The Packrat occurrence is located about 30 kilometres northeast of Kimberly and about 1 kilometre south of Wolf Creek.
The Packrat area is underlain by rocks of the Helikian Aldridge Formation (Purcell Supergroup) and the Fort Steele Formation (Purcell Supergroup) intruded by gabbro and diorite of the Mesoproterozoic Moyie Intrusions.
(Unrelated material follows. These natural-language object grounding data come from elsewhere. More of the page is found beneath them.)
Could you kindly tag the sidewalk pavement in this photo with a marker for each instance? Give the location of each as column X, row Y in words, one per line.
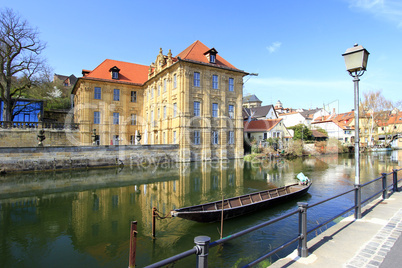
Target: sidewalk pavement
column 373, row 241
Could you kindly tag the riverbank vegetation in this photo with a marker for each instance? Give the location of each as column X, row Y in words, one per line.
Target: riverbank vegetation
column 297, row 148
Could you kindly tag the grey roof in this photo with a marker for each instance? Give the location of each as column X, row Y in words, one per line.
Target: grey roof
column 257, row 112
column 307, row 113
column 251, row 98
column 63, row 78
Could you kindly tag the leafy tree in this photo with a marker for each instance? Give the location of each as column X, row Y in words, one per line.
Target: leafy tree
column 302, row 132
column 20, row 61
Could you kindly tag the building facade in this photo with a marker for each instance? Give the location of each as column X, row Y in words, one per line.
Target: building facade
column 193, row 99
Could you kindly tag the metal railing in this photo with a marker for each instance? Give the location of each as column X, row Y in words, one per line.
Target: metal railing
column 203, row 243
column 36, row 125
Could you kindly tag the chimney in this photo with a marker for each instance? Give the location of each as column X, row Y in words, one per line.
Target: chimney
column 85, row 72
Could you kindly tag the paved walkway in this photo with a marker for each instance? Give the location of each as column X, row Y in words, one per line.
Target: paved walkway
column 373, row 241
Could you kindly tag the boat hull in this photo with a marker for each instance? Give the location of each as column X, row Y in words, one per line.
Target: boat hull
column 196, row 214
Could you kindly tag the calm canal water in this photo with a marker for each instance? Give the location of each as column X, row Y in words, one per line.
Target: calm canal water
column 82, row 218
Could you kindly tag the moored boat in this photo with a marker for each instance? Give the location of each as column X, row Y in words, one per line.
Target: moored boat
column 240, row 205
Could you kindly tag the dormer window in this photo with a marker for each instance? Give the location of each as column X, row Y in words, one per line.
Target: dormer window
column 211, row 55
column 212, row 58
column 115, row 72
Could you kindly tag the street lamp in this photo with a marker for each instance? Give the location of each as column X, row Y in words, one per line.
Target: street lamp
column 356, row 63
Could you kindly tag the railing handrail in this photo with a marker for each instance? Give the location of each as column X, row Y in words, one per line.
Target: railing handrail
column 35, row 125
column 290, row 242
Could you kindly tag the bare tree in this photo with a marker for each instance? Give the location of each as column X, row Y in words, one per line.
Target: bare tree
column 20, row 60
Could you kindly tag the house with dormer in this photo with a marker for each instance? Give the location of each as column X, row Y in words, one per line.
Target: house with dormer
column 338, row 126
column 261, row 130
column 193, row 99
column 251, row 101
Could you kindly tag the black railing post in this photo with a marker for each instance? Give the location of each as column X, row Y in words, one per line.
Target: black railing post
column 202, row 246
column 395, row 180
column 384, row 186
column 302, row 249
column 358, row 202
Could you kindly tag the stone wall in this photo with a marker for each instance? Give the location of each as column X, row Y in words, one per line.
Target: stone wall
column 54, row 158
column 20, row 137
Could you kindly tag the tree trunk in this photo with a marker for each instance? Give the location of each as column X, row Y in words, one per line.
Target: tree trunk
column 7, row 111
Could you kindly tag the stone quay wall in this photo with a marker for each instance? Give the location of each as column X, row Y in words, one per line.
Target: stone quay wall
column 28, row 137
column 14, row 159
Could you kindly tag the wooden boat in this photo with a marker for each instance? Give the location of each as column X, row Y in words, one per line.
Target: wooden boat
column 240, row 205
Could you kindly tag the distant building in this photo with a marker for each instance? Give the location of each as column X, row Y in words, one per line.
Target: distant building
column 339, row 126
column 25, row 110
column 251, row 101
column 67, row 81
column 304, row 117
column 259, row 113
column 261, row 130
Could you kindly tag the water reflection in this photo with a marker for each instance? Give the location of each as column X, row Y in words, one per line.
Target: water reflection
column 82, row 218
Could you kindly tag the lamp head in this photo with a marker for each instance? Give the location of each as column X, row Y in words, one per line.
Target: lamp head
column 356, row 58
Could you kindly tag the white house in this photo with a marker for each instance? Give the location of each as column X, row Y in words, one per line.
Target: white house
column 339, row 126
column 305, row 117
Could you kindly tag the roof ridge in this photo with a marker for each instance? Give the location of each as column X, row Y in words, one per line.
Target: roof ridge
column 190, row 48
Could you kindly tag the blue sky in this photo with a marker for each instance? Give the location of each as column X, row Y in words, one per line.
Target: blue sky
column 295, row 46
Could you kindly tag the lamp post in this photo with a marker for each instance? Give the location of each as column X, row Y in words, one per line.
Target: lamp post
column 356, row 63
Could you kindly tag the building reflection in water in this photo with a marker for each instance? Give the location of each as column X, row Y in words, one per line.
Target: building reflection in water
column 92, row 210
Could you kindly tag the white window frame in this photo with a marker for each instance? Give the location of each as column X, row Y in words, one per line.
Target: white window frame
column 231, row 137
column 215, row 137
column 215, row 111
column 116, row 118
column 133, row 96
column 97, row 93
column 197, row 79
column 197, row 108
column 96, row 117
column 215, row 81
column 231, row 111
column 197, row 137
column 116, row 94
column 231, row 84
column 133, row 119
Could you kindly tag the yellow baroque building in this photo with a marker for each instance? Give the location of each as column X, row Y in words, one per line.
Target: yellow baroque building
column 193, row 99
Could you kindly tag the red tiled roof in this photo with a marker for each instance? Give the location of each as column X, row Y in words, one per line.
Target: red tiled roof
column 341, row 120
column 129, row 72
column 395, row 119
column 317, row 134
column 260, row 125
column 195, row 52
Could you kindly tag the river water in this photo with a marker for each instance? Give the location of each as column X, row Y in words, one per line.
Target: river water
column 82, row 218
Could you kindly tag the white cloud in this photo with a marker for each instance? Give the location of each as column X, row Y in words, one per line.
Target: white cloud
column 390, row 10
column 298, row 83
column 274, row 47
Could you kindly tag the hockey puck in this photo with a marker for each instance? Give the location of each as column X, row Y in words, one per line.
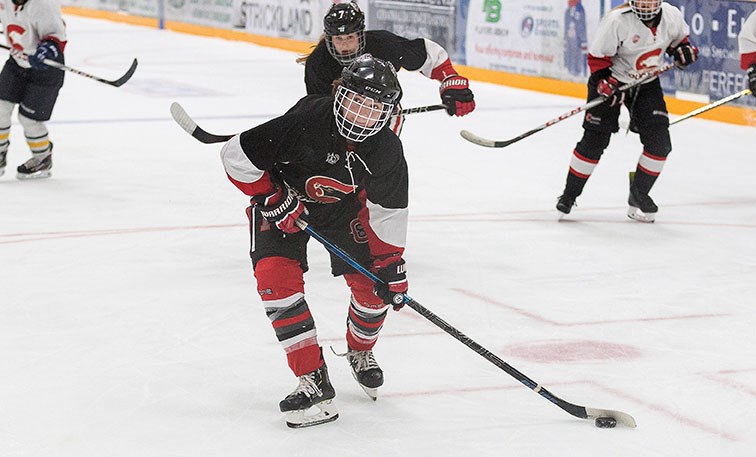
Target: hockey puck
column 606, row 422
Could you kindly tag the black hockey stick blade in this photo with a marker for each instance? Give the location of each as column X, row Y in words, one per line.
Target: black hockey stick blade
column 485, row 142
column 191, row 127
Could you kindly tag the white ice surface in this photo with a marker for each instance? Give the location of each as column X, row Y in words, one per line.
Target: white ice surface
column 130, row 324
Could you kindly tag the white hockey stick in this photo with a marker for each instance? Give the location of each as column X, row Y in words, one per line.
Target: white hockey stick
column 712, row 105
column 51, row 63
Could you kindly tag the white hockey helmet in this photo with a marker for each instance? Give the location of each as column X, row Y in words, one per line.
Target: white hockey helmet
column 646, row 10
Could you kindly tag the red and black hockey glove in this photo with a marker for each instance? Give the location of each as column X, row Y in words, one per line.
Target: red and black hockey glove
column 684, row 54
column 393, row 274
column 281, row 208
column 457, row 96
column 608, row 88
column 45, row 50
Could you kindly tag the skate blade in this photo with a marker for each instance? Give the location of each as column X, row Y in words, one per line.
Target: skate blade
column 301, row 418
column 637, row 215
column 36, row 175
column 372, row 392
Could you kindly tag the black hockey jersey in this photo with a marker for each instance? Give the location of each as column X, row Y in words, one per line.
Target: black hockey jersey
column 321, row 69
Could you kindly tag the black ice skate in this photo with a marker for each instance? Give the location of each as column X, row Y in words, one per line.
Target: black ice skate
column 642, row 208
column 37, row 167
column 314, row 390
column 565, row 204
column 366, row 371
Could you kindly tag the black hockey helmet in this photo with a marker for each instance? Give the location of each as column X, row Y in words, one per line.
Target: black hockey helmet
column 374, row 78
column 365, row 97
column 344, row 19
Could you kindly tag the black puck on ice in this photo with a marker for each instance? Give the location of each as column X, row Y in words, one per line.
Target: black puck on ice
column 606, row 422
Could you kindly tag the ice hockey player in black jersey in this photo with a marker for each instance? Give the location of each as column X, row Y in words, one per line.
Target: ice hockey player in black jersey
column 332, row 161
column 630, row 41
column 345, row 38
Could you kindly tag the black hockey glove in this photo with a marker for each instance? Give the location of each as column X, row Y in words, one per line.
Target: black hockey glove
column 45, row 50
column 281, row 208
column 684, row 54
column 608, row 88
column 393, row 274
column 457, row 96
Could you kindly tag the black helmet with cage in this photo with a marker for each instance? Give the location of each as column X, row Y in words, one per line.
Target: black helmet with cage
column 646, row 10
column 365, row 97
column 344, row 19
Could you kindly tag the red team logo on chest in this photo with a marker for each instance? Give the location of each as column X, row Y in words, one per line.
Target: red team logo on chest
column 327, row 190
column 648, row 60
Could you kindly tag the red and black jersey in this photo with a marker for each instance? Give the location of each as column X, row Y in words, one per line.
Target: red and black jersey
column 304, row 148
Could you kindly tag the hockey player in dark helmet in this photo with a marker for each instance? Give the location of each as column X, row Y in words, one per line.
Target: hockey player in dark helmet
column 344, row 27
column 331, row 161
column 630, row 42
column 365, row 97
column 345, row 38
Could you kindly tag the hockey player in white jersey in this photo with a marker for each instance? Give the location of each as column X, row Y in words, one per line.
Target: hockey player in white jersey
column 35, row 30
column 630, row 42
column 747, row 46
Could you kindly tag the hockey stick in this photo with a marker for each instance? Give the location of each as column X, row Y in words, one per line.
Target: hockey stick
column 713, row 105
column 191, row 127
column 471, row 137
column 422, row 109
column 51, row 63
column 576, row 410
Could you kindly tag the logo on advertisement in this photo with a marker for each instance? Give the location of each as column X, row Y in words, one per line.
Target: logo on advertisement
column 492, row 8
column 526, row 26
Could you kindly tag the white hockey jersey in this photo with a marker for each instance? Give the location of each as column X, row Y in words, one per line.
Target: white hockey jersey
column 747, row 42
column 632, row 49
column 27, row 25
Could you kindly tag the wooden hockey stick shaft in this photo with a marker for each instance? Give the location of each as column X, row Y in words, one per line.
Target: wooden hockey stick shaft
column 51, row 63
column 712, row 105
column 480, row 141
column 422, row 109
column 187, row 123
column 581, row 412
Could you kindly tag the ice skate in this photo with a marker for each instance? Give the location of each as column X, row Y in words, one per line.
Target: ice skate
column 565, row 204
column 642, row 207
column 38, row 167
column 366, row 371
column 311, row 402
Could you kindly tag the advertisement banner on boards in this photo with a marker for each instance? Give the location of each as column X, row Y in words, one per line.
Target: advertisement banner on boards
column 714, row 27
column 518, row 36
column 432, row 19
column 295, row 19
The Packrat occurrence is associated with the "Packrat shear", a high angle ductile shear hosted within a gabbro body approximately 1 kilometre south of Wolf Creek. The shear is exposed in a series of old prospect pits and workings for a strike length greater than 300 meters and appears to have a maximum width of over 3 metres in one working. Wallrock alteration is developed proximal to the shear up to 3 to 4 meters away and includes a zone of weak bleaching followed by a zone of sericite, iron carbonate, goethite, hematite, and rare chalcopyrite that is cored by a pervasive sericite alteration of the host rock, pyrite flooding and quartz-sulphide and quartz-carbonate-calcite-pyrite veins and stockworks. Quartz-calcite stringers with pyrite and chalcopyrite hosted in fractured gabbro may be a distal alteration halo to the shear. Samples of quartz-sulphide veins ran up to 13.5 grams per tonne gold (Assessment Report 33700).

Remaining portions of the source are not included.